Franklin returned to slave trading soon after the War, buying slaves in Virginia and Maryland before marching them in coffles for sale at Natchez, Mississippi. He introduced John Armfield to the slave trade, and on February 28, 1828, the Franklin & Armfield partnership was officially formed, with the agreement renewed every five years. Although the original "articles of co-partnership" have been lost, both men likely contributed upwards of $10,000 to the partnership. The agreed business structure placed Franklin in command of sales in Natchez, with Armfield stationed permanently at Alexandria to make purchases. Smith Franklin left Isaac's employment, although it is unknown if this was related to the formation of the partnership.

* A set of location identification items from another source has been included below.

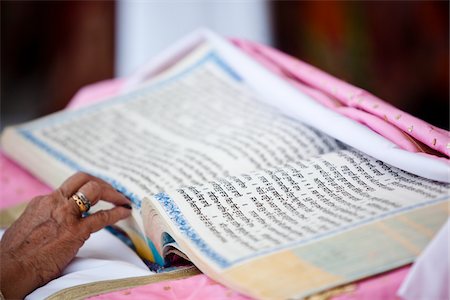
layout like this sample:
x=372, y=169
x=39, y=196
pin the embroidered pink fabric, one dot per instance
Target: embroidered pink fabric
x=17, y=185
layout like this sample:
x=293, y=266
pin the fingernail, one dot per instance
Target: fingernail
x=126, y=206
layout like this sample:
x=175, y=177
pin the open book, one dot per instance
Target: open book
x=261, y=188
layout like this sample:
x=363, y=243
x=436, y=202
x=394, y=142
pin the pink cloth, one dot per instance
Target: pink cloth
x=399, y=127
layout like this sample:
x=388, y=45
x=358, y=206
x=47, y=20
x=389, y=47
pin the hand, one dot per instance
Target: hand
x=47, y=236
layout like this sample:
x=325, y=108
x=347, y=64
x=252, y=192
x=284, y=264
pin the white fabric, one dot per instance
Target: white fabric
x=429, y=276
x=102, y=257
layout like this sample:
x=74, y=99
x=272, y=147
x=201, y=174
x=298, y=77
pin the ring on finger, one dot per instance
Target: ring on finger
x=82, y=201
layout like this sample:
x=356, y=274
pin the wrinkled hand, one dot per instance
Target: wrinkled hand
x=47, y=236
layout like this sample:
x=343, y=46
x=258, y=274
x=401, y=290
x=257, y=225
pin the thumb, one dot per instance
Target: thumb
x=103, y=218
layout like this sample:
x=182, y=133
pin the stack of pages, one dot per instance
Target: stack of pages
x=230, y=167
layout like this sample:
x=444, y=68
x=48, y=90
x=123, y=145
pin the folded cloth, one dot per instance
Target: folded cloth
x=408, y=132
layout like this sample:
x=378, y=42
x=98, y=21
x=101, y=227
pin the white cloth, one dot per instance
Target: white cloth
x=102, y=257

Franklin & Armfield built a base of operations in Alexandria, D.C., where Franklin's elder brothers had previously worked as slave traders. The location avoided direct competition with a rival slave trader in Baltimore. During his partnership, Franklin mainly managed slave sales in the Lower Mississippi. Many rival slave traders were either pushed out of the market or hired as purchasing partners for the company, further expanding its corporate reach. By the time of his death from a stomach illness in April 1846, he owned 646 enslaved people.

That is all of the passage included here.